Kereta Penumpang Hantam Kawanan Gajah di India, 8 Ekor Tewas
Kecelakaan kereta api yang melibatkan sekelompok gajah di India mengakibatkan kematian delapan gajah dan menyebabkan salah satu gerbong tergelincir.
Pada dini hari Sabtu, 20 Desember 2025, sebuah kereta penumpang yang menuju Delhi mengalami kecelakaan setelah menabrak sekelompok gajah yang berada di jalur rel.
Tabrakan ini terjadi sekitar pukul 02.17 waktu setempat di negara bagian Assam, yang mengakibatkan kematian delapan ekor gajah.
Menurut Northeast Frontier Railway (NFR), masinis sempat melakukan pengereman darurat setelah melihat kawanan gajah di depan, tetapi tabrakan tidak dapat dihindari karena gajah-gajah tersebut bergerak ke arah jalur kereta, seperti yang dilansir oleh Independent pada Minggu, 21 Desember.
Akibat benturan yang keras, lokomotif dan lima gerbong kereta Radjani Express tergelincir dari rel. Meskipun tidak ada penumpang yang terluka, penumpang dari gerbong yang tergelincir harus dipindahkan ke gerbong lain yang kosong sembari menunggu bantuan.
NFR juga menginformasikan bahwa beberapa kereta dialihkan ke jalur alternatif selama proses pemulihan berlangsung. Penyiar radio publik India, Akashvani, menyatakan bahwa kecelakaan ini mungkin dipicu oleh kabut tebal yang menyelimuti wilayah tersebut.

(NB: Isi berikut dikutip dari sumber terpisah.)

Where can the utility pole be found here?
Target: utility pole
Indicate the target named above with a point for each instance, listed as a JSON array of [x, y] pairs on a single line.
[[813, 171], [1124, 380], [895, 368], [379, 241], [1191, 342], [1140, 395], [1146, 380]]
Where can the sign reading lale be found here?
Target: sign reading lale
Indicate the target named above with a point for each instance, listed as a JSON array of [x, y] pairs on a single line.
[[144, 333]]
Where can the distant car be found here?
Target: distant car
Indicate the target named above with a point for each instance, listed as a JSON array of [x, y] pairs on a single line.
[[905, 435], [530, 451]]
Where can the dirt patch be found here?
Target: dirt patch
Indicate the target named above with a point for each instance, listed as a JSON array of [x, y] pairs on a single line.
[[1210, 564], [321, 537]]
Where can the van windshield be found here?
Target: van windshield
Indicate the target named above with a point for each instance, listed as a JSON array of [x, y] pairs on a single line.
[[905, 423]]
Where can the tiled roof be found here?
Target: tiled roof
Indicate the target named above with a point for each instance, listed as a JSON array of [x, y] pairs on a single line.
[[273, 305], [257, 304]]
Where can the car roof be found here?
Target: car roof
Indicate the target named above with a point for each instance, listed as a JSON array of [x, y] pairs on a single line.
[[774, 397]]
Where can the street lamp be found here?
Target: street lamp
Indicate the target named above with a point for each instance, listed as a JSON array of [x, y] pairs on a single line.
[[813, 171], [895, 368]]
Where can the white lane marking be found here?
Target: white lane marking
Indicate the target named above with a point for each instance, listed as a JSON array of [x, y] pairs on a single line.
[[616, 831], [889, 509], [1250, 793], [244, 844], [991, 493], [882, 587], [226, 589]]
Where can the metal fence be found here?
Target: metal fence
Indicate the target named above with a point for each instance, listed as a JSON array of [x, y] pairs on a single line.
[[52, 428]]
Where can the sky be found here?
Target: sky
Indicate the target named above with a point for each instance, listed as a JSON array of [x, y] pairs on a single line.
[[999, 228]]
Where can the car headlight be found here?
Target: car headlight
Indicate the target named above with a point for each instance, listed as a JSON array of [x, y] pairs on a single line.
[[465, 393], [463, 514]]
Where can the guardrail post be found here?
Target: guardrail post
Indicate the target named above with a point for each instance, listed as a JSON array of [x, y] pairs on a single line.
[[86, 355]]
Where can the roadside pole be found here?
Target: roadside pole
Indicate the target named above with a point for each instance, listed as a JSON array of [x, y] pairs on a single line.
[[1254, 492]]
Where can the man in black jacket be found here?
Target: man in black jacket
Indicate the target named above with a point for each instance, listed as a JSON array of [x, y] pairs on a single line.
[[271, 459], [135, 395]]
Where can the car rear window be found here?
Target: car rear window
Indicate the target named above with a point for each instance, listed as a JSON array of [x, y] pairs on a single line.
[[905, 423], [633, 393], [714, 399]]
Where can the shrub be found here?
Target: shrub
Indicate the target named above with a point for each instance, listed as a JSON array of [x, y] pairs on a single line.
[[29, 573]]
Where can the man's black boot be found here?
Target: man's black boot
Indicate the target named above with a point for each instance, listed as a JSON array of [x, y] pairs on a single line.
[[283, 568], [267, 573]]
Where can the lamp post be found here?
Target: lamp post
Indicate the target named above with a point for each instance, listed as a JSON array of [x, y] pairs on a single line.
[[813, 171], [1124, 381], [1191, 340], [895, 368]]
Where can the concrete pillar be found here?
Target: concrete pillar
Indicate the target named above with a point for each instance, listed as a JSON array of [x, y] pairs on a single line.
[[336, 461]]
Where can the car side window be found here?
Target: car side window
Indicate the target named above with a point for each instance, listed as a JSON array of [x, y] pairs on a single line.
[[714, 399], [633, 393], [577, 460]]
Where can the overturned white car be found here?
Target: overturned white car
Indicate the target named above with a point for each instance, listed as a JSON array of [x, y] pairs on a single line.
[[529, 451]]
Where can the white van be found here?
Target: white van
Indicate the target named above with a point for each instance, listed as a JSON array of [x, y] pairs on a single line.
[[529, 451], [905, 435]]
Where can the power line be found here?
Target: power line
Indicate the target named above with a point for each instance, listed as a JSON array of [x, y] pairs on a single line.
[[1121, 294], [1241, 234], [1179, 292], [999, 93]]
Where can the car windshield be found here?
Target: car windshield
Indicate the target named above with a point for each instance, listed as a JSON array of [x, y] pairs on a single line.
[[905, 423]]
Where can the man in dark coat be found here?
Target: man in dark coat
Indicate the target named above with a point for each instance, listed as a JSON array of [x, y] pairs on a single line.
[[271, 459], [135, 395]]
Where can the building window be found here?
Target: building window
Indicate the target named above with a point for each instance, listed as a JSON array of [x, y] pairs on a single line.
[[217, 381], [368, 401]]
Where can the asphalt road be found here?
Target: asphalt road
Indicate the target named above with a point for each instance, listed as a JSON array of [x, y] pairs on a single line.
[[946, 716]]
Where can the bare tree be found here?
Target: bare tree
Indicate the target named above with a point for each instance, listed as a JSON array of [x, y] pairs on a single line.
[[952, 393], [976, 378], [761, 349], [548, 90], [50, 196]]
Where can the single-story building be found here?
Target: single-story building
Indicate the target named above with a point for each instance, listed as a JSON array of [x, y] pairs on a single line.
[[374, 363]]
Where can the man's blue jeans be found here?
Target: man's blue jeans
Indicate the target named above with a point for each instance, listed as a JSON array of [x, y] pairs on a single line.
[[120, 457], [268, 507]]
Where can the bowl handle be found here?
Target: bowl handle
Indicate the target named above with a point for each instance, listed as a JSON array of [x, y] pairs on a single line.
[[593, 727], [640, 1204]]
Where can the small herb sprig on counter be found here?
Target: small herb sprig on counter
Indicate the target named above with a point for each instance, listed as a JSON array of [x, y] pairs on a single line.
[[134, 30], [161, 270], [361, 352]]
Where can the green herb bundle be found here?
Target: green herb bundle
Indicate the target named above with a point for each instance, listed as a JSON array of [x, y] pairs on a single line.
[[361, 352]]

Seperti yang dikutip dari The Indian Express, kepala polisi distrik V V Rakesh Reddy, telah meminta bantuan untuk segera mengatasi hambatan di jalur kereta.
"Tim penyelemat telah tiba di lokasi. Gerbong Rajdhani Express telah terhubung kembali dengan lokomotif lain, dan mereka kini telah meninggalkan stasiun," ujarnya.
Kecelakaan yang melibatkan satwa liar ini berpotensi menjadi masalah yang berkepanjangan di India. Kementerian Lingkungan Hidup India sebelumnya memperingatkan parlemen bahwa selama periode 2020-2021 hingga 2024-2025, sekitar 80 gajah liar tewas akibat tertabrak kereta api di seluruh negeri.
Cegah terjadinya tabrakan dengan gajah
Di bulan Juli yang lalu, sebuah insiden serupa terjadi di distrik Paschim Midnapore, Bengal Barat, di mana sebuah kereta api yang melaju dengan cepat menabrak dan mengakibatkan kematian tiga ekor gajah, termasuk seekor induk beserta anaknya.
Kejadian ini menarik perhatian masyarakat India mengenai dampak negatif terhadap kehidupan gajah yang habitatnya terganggu.
Daerah timur laut India dikenal sebagai wilayah dengan angka kematian gajah akibat tabrakan kereta yang tinggi setiap tahunnya.
Untuk mengatasi masalah ini, Kementerian Lingkungan Hidup dan pihak perkeretaapian sedang berkolaborasi dalam upaya mencegah terulangnya kejadian serupa.
Salah satu langkah yang diambil adalah membatasi kecepatan kereta di area yang rawan serta memasang sensor seismik untuk mendeteksi keberadaan gajah di dekat rel kereta.
Di samping itu, mereka juga melakukan uji coba sistem deteksi yang memanfaatkan kecerdasan buatan dan jaringan sensor di beberapa wilayah, termasuk Tamil Nadu di India Selatan.
Sistem ini dirancang untuk memberikan peringatan kepada masinis kereta api agar dapat memperlambat laju kereta saat ada gajah di sekitar, sehingga diharapkan dapat mengurangi risiko kecelakaan yang merugikan kedua belah pihak.